Friday, January 06, 2006

Best-case scenario for housing next year Part 1: 2006 real estate forecast

By Janis Mara
Inman News
Editor's note: This is the first part of a two-part story looking at housing market conditions for 2006.
"Moderation in all things." -- Aristotle
As John and Jane Doe Home Buyer enter the year 2006, driving their Ford Focus down Main Street, they see a moderate number of townspeople buying lunch boxes and new work clothes, signifying modest job growth. As they pass a local bank, the automated ticker display registers interest rates at 6 percent. Best of all, flyers in the window of the local real estate brokerage show house prices reflecting modest appreciation.
At least, that's the best-case scenario for 2006 predicted by experts consulted by Inman News. Not only that, many of them said they believed this scenario was likely.
"A situation where the U.S. economy continues the modest job growth it has produced over the last year is the best-case scenario," said Mark Dotzour, chief economist at Texas A&M University's Real Estate Center.
"Modest job growth creates underlying demand for housing and very little threat in the way of inflation," the economist said. "That's what keeps interest rates at low levels like the ones we've enjoyed for the last five years. If we have moderate job growth resulting in low inflation and in turn a low mortgage interest rate environment, the U.S. will have another successful year."
The best thing that could happen in 2006? Continuation of low interest rates, according to Mike Sklarz, chief valuation officer for Fidelity National Financial. Also, a recovering economy, "which we seem to be in the midst of in a number of sectors," and a rebound in consumer confidence, Sklarz said.
"My guess is that prices will keep going up but at a slower rate," Sklarz said. "Some markets showed double-digit rates of appreciation this year. The more likely appreciation rate is in the single digits in 2006."
David Lereah, chief economist of the National Association of Realtors, also believes there will be "modest cooling."
"The market will be coming off of a five-year boom and experience a soft landing next year," Lereah said in a 2006 forecast released in late October.
"An uptrend in mortgage interest rates will cause some slowing of the sales pace, but we forecast 2006 to be the second-highest year on record and housing will continue to support the overall economy," Lereah said.
Lereah predicts that the national median existing-home price for all housing types, after jumping about 12.4 percent to $208,100 for all of this year, will grow by 5.3 percent in 2006 to $219,200.
Historically, home prices grow 1 to 2 percentage points faster than the rate of inflation. The Consumer Price Index is likely to rise 3.4 percent this year, and then ease to an increase of 2.7 percent in 2006.
James Barth, senior fellow at the Milken Institute and finance professor at Auburn University, said, "The best we can hope for is more of what we had," evoking the image of 2005's record-breaking market.
"I don't think there's going to be a housing bust at all," Barth said. "I think there will be a soft landing."
According to Barth, "The best-case scenario would be growth in the economy without inflation worsening," though fast growth could worsen inflation and perhaps trigger further increases in interest rates and adversely affect housing.
"In my opinion, the best case would be a mild softening of sales prices and a slight increase in inventory levels," said Steve Ozonian, CEO of Global Mobility and industry veteran. "We're absolutely going to see inventories rise a little bit.

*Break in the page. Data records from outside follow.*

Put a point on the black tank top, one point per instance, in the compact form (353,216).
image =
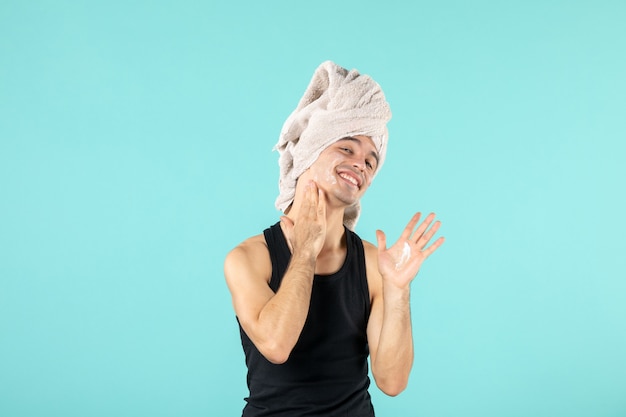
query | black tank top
(326,373)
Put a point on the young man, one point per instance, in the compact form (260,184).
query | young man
(312,299)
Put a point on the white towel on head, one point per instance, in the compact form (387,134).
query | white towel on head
(337,103)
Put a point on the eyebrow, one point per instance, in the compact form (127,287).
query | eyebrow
(353,139)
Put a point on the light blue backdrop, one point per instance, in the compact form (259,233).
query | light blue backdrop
(135,151)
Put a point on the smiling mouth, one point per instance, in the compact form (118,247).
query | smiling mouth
(350,179)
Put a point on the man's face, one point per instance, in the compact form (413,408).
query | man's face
(345,169)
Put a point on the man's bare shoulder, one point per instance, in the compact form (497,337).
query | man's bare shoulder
(371,251)
(374,279)
(250,258)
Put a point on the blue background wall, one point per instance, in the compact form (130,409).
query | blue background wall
(135,151)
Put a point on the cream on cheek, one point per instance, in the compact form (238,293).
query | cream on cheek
(327,174)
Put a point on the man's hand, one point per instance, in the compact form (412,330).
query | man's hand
(306,236)
(400,263)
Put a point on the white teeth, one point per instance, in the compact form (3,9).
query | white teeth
(349,178)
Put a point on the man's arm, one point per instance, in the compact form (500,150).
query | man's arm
(390,272)
(274,321)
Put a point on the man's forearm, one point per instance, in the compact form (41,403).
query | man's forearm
(284,315)
(394,357)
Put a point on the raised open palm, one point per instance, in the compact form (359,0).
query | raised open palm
(400,263)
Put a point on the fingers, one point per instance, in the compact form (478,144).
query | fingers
(429,250)
(419,233)
(321,204)
(410,226)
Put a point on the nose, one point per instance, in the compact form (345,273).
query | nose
(359,164)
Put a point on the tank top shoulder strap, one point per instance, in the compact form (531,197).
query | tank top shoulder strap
(280,254)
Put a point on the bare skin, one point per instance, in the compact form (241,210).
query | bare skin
(313,227)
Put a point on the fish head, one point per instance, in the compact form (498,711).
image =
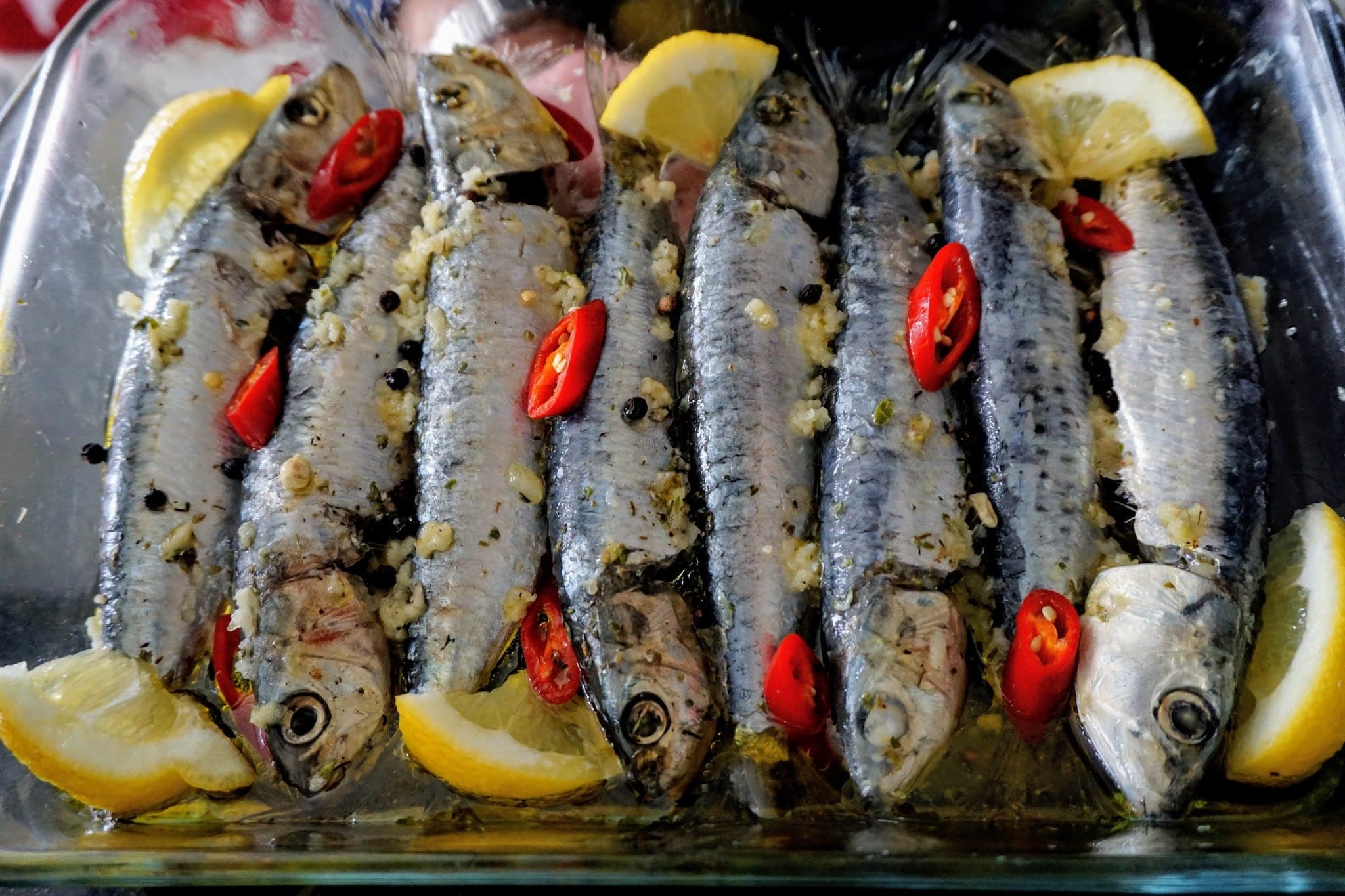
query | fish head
(786,146)
(981,120)
(903,680)
(330,676)
(657,695)
(277,169)
(1157,676)
(479,116)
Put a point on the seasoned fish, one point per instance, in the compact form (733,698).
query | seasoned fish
(619,522)
(170,513)
(757,328)
(893,496)
(1158,673)
(338,454)
(1028,389)
(498,289)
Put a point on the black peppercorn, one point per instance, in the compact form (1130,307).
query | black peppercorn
(634,410)
(810,295)
(410,351)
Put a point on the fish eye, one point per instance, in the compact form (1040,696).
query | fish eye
(1187,716)
(305,110)
(305,717)
(646,719)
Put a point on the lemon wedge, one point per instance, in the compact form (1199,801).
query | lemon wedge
(183,152)
(101,727)
(508,744)
(689,92)
(1296,683)
(1111,114)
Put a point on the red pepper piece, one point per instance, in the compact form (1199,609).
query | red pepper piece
(357,164)
(548,654)
(943,313)
(797,689)
(222,660)
(577,137)
(565,362)
(256,405)
(1090,223)
(1042,661)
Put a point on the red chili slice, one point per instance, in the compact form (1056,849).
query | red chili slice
(256,405)
(548,654)
(577,137)
(943,313)
(565,362)
(1042,661)
(357,164)
(797,689)
(1090,223)
(222,661)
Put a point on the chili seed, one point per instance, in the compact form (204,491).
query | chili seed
(410,351)
(634,409)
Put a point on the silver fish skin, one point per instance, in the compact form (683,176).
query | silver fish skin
(165,571)
(741,373)
(619,524)
(319,648)
(489,308)
(893,505)
(1158,662)
(1029,389)
(1157,689)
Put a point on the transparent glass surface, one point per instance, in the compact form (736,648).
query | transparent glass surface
(994,815)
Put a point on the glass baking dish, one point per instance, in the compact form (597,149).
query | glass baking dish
(1269,73)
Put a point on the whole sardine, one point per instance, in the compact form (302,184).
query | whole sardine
(494,293)
(1162,645)
(170,513)
(621,530)
(757,328)
(893,496)
(1029,389)
(338,454)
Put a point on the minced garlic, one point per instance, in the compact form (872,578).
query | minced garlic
(435,536)
(530,486)
(761,313)
(807,417)
(658,398)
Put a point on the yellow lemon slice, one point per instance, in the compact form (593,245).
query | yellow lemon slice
(101,727)
(508,744)
(183,152)
(1290,707)
(1111,114)
(689,92)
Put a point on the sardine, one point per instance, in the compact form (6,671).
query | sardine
(331,468)
(1157,673)
(757,331)
(893,496)
(170,513)
(619,522)
(1028,387)
(495,291)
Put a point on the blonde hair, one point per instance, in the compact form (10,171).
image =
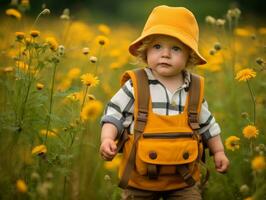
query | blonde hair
(142,52)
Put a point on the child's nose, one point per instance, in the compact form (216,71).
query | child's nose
(166,52)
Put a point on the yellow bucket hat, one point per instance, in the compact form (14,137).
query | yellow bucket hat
(177,22)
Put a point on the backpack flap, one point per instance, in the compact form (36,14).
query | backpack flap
(164,152)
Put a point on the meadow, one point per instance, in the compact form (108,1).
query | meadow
(57,74)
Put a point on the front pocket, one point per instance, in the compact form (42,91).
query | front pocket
(165,150)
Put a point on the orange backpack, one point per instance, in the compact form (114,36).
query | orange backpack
(164,152)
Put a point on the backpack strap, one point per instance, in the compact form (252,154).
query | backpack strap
(142,95)
(196,89)
(194,105)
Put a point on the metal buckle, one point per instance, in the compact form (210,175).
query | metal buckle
(192,117)
(142,116)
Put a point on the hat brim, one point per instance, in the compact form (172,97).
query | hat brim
(169,31)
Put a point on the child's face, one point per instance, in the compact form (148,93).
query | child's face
(167,56)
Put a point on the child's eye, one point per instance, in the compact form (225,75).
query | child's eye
(176,48)
(157,46)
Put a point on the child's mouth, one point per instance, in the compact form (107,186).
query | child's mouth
(164,64)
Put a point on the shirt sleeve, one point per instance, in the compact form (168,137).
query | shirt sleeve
(208,126)
(119,110)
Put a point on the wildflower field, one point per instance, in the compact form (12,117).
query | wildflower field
(56,74)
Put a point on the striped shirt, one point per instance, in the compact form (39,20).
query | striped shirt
(119,110)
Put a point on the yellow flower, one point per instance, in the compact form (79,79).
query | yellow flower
(258,163)
(39,86)
(262,30)
(245,74)
(75,96)
(89,80)
(35,33)
(91,110)
(25,3)
(243,32)
(102,40)
(73,73)
(22,65)
(8,69)
(13,13)
(114,164)
(20,35)
(52,133)
(39,150)
(232,143)
(52,43)
(21,186)
(104,29)
(85,50)
(250,131)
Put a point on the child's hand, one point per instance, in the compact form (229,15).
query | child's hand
(108,149)
(221,161)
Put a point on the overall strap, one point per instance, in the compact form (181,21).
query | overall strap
(142,95)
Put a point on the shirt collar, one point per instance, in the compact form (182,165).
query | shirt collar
(186,75)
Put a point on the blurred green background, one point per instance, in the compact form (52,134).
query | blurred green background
(133,12)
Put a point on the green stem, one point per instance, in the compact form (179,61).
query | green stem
(84,98)
(50,103)
(254,102)
(98,61)
(29,81)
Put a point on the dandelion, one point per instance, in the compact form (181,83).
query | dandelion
(210,20)
(20,35)
(45,11)
(217,46)
(243,32)
(75,96)
(258,163)
(220,22)
(34,33)
(52,133)
(91,97)
(244,189)
(39,86)
(89,80)
(8,69)
(260,61)
(66,14)
(39,150)
(51,41)
(35,176)
(61,50)
(85,50)
(22,65)
(73,73)
(21,186)
(245,74)
(102,40)
(104,29)
(93,59)
(232,143)
(262,31)
(107,177)
(91,110)
(13,13)
(212,52)
(25,3)
(250,131)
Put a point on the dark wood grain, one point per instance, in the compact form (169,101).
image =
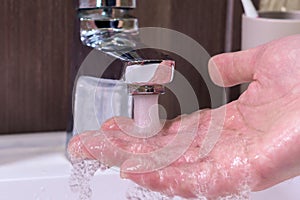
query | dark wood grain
(35,38)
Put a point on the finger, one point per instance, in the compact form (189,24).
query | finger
(171,181)
(230,69)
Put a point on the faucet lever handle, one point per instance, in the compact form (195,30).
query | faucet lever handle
(88,4)
(149,77)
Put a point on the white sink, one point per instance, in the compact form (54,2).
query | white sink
(34,166)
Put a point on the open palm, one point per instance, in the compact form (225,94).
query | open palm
(252,142)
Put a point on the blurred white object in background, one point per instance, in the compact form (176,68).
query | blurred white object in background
(279,5)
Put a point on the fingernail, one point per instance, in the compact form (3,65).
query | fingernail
(214,72)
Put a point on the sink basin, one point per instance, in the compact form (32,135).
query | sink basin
(34,166)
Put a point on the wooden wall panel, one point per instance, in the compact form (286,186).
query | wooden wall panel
(35,38)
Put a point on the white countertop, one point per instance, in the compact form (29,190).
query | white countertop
(34,166)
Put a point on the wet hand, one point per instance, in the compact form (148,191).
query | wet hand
(253,141)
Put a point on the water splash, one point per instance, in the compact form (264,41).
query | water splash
(82,173)
(140,193)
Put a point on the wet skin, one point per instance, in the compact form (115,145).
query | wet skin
(257,136)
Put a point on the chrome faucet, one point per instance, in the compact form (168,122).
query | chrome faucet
(108,26)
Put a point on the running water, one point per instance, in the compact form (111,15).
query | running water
(146,117)
(82,173)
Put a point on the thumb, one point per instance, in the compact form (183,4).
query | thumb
(230,69)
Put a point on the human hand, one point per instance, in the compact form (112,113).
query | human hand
(257,142)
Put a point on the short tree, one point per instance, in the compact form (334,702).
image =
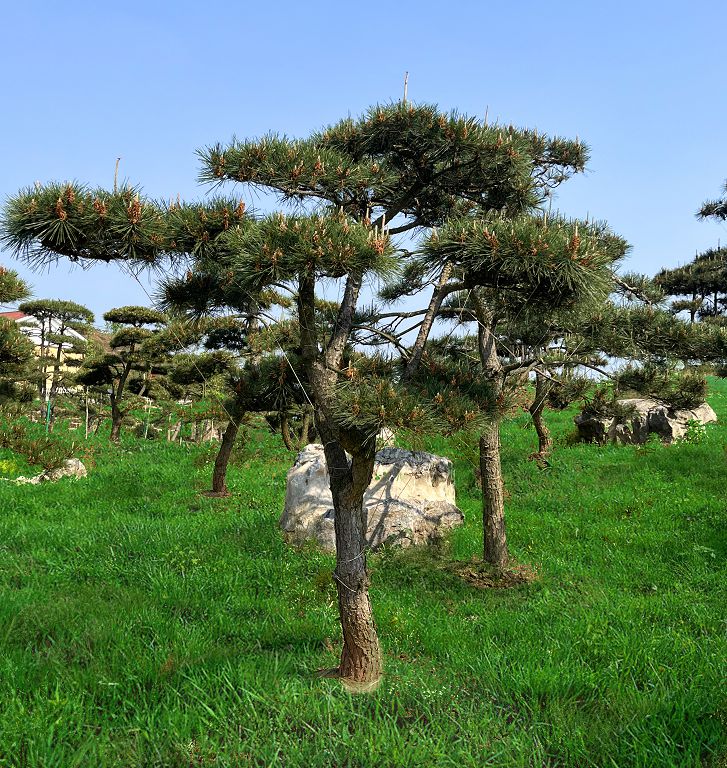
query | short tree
(112,370)
(16,350)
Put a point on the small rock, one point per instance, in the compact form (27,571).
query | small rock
(649,417)
(69,468)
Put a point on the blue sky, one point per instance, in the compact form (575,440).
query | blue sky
(642,83)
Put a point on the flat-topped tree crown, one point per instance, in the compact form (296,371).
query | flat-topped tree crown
(715,209)
(66,312)
(403,159)
(136,316)
(42,223)
(12,288)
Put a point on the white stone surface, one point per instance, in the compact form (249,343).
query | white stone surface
(649,417)
(70,468)
(411,499)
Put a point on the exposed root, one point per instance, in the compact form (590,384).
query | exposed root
(352,686)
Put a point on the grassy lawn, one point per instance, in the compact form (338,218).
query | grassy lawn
(142,624)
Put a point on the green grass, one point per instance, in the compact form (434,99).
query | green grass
(142,624)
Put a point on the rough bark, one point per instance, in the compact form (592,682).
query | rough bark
(222,460)
(361,661)
(545,442)
(493,491)
(285,431)
(117,417)
(493,498)
(305,428)
(435,303)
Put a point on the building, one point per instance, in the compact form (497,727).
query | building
(36,331)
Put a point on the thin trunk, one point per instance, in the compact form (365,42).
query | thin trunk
(285,431)
(117,415)
(361,659)
(545,442)
(493,497)
(222,460)
(117,418)
(305,429)
(434,304)
(493,491)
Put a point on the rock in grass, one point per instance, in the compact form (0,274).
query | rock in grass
(410,500)
(70,468)
(646,417)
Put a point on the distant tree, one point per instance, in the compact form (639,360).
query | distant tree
(513,266)
(16,351)
(401,168)
(701,282)
(60,350)
(715,209)
(129,356)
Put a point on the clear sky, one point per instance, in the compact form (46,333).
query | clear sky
(642,83)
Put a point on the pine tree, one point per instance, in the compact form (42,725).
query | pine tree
(399,169)
(16,350)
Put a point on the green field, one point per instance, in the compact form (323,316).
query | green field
(142,624)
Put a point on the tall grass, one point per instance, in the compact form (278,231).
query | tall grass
(142,624)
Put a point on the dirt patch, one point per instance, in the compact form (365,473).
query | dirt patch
(486,576)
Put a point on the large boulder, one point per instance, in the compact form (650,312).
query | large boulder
(647,417)
(410,499)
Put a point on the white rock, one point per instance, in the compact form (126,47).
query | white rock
(649,417)
(411,499)
(70,468)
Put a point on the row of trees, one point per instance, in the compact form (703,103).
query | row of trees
(537,290)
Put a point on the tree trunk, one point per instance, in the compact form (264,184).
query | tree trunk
(285,431)
(545,442)
(117,418)
(435,303)
(219,474)
(493,492)
(493,497)
(361,660)
(222,460)
(305,429)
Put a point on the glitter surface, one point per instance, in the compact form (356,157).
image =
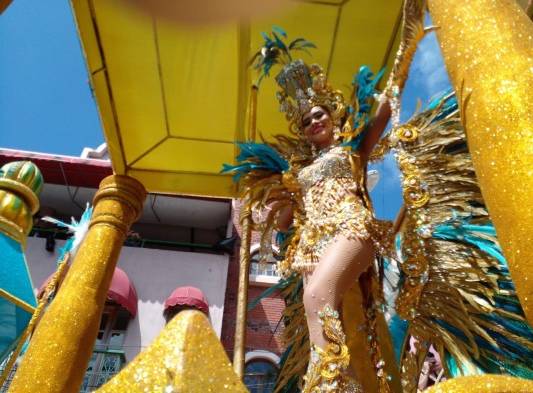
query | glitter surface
(186,357)
(484,384)
(63,341)
(488,50)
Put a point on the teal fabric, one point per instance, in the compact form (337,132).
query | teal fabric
(14,279)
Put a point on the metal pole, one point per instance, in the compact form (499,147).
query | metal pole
(242,298)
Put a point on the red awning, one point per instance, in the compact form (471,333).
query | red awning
(187,296)
(121,291)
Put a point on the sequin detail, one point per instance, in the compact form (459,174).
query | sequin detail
(333,209)
(327,370)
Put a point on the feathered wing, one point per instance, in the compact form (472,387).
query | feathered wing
(268,184)
(455,288)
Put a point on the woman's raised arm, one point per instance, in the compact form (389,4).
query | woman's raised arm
(374,130)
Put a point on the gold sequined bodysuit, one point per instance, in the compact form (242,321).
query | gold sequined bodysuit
(332,208)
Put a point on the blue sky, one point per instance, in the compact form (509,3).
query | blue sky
(46,104)
(45,99)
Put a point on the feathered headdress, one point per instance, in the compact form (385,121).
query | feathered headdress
(302,88)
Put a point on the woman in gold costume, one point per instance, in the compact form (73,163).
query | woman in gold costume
(338,235)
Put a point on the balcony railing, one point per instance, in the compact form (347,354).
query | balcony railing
(103,366)
(267,269)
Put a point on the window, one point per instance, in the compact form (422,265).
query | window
(108,357)
(265,269)
(260,376)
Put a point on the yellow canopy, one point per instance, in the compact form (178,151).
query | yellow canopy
(173,99)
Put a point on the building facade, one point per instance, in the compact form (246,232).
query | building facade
(178,242)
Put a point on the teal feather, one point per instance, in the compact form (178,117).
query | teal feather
(254,157)
(509,356)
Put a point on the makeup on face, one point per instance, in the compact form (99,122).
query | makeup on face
(317,115)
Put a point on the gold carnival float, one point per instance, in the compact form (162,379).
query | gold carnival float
(176,103)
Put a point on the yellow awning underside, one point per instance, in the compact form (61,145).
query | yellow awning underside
(173,100)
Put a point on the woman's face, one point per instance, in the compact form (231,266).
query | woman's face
(318,127)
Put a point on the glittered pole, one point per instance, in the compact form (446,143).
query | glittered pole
(187,357)
(63,341)
(488,50)
(483,384)
(242,297)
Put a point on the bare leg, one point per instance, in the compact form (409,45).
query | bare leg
(338,269)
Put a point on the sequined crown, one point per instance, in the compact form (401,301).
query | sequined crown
(304,87)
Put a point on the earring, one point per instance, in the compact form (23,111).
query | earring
(336,133)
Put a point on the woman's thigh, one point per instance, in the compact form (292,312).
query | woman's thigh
(341,264)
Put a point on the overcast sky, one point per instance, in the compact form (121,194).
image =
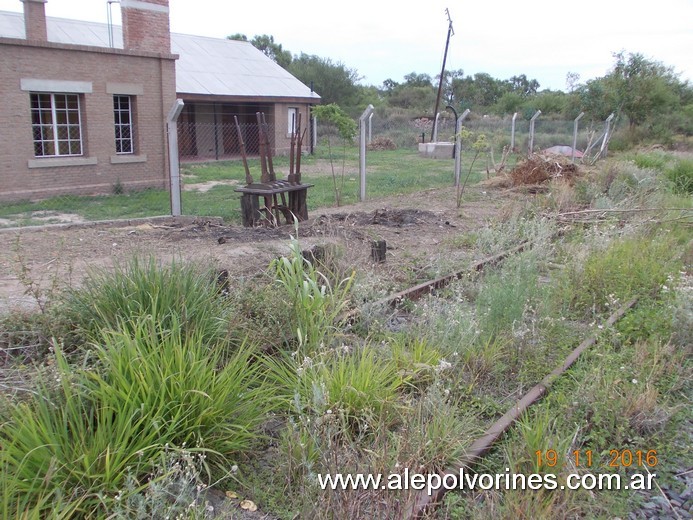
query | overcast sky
(544,39)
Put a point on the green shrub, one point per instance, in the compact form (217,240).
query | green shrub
(653,161)
(681,176)
(153,389)
(181,293)
(627,268)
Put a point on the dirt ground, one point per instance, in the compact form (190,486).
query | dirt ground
(418,228)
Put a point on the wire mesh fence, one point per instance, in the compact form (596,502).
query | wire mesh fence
(211,166)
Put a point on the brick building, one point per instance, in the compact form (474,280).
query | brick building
(82,118)
(85,104)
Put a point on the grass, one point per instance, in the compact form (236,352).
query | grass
(149,390)
(165,361)
(389,173)
(177,293)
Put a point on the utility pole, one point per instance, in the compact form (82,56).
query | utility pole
(442,71)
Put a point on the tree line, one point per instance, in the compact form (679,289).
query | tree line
(649,96)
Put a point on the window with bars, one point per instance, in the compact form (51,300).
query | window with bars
(292,113)
(56,124)
(122,114)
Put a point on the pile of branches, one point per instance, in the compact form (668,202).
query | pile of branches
(538,169)
(382,143)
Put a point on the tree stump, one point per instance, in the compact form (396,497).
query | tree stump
(378,250)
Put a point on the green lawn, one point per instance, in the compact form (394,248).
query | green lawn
(388,173)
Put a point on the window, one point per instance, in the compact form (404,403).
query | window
(293,120)
(56,124)
(122,115)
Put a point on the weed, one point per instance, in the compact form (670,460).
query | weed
(151,389)
(316,305)
(179,292)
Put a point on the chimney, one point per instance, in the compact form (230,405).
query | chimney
(35,19)
(146,25)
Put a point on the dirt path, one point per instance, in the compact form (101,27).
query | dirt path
(418,228)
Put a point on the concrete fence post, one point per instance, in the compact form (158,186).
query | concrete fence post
(531,131)
(458,147)
(173,161)
(575,127)
(362,151)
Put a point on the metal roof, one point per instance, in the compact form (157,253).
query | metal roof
(207,66)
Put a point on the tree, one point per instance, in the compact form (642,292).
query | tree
(347,131)
(268,46)
(333,81)
(643,87)
(639,88)
(523,86)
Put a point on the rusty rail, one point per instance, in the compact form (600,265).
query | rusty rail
(425,503)
(417,291)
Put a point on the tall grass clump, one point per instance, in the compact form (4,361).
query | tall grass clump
(630,267)
(150,389)
(357,388)
(177,293)
(316,304)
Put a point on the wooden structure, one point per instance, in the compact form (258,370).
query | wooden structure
(269,210)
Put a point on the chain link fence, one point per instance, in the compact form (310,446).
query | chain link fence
(211,166)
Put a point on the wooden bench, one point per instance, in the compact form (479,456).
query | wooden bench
(255,212)
(269,212)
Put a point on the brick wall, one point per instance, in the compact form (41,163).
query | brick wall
(150,76)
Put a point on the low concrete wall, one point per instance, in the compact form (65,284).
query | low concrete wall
(440,150)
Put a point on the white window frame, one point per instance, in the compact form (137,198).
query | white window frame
(59,131)
(124,145)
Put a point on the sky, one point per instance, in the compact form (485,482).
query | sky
(543,39)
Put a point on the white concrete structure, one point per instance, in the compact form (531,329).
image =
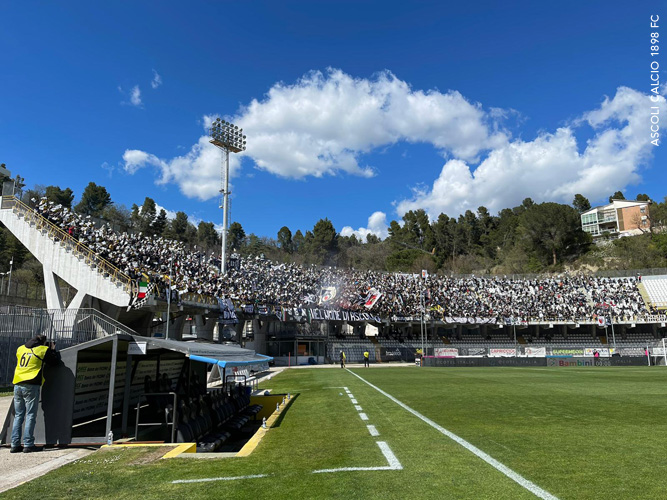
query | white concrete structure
(63,259)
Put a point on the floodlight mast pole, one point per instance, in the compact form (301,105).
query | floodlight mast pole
(230,139)
(225,208)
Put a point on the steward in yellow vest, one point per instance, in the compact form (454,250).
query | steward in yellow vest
(28,379)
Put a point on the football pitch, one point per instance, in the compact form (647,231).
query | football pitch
(409,432)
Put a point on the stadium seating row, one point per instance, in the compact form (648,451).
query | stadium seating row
(212,419)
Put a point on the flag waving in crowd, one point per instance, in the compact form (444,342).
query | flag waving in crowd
(327,294)
(372,298)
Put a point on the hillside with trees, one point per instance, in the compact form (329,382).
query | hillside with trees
(529,238)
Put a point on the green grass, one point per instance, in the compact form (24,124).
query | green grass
(586,433)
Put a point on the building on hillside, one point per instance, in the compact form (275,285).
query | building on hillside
(617,219)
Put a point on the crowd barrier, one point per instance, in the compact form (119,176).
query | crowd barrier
(528,362)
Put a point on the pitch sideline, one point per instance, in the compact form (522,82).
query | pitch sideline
(514,476)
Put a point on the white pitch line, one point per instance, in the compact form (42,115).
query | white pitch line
(393,462)
(514,476)
(206,480)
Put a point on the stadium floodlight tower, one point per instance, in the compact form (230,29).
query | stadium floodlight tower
(229,138)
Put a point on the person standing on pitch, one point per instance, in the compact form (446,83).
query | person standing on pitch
(28,379)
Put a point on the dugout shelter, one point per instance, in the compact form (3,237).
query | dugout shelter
(101,385)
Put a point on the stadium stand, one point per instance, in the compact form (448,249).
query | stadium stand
(656,288)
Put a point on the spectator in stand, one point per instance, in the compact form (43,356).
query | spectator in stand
(259,281)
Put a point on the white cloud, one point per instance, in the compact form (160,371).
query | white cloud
(157,80)
(197,173)
(135,96)
(551,167)
(323,124)
(377,225)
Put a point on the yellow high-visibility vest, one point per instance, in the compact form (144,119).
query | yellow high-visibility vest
(29,362)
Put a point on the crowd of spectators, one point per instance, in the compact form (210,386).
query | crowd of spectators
(262,282)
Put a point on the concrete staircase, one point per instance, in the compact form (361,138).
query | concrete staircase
(65,257)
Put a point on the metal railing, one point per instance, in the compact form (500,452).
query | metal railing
(58,235)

We're going to see prices stabilize, but if interest rates stay at the current level, they're still historically attractive.
"As long as employment is on the upswing and interest rates stay at an affordable level, there's no reason to believe the market won't continue to flow very nicely," Ozonian opined.
Joining the chorus of moderates, Christopher Cagan, director of research and analytics at First American Real Estate Solutions, said, "The best scenario would be to go back to a healthy, normal, sustainable market going up 6 percent, 8 percent (home prices), with mortgage interest rates remaining where they are or perhaps a little higher."
Predicting a 5 percent growth in house prices nationwide, Cagan said, "I wouldn't mind if California slowed down (in price appreciation). That would be good for California," referring to the state's hot - indeed, according to some, overheated - market.
"California, Florida, Las Vegas have their cycles," Cagan said, referring to the fact that all three have experienced record activity in recent years. "Any market where prices have doubled in five years can have a correction. I don't think it will be a terrible one. It will not impact the overall market dynamic."
While the demand for houses in Florida and California will remain strong, price appreciation will slow in those areas, said James Wright, president/principal broker of Century 21 All Islands in Honolulu. "California is experiencing more inventory on the market and the price point will follow."
Perhaps the most starry-eyed - or, rather, sunny-eyed - optimist of the group was Wright.
Though prices went up 30 percent in the last two years, Wright is positive that double-digit appreciation will continue in his market in 2006 - indeed, for a number of years to come.
"The baby boomers are out there, they've had a lot of good years of earnings, they've inherited wealth," Wright said. "They are buying trophy homes and will be for years. We are one of those places people dream of. They come here to buy a piece of that dream."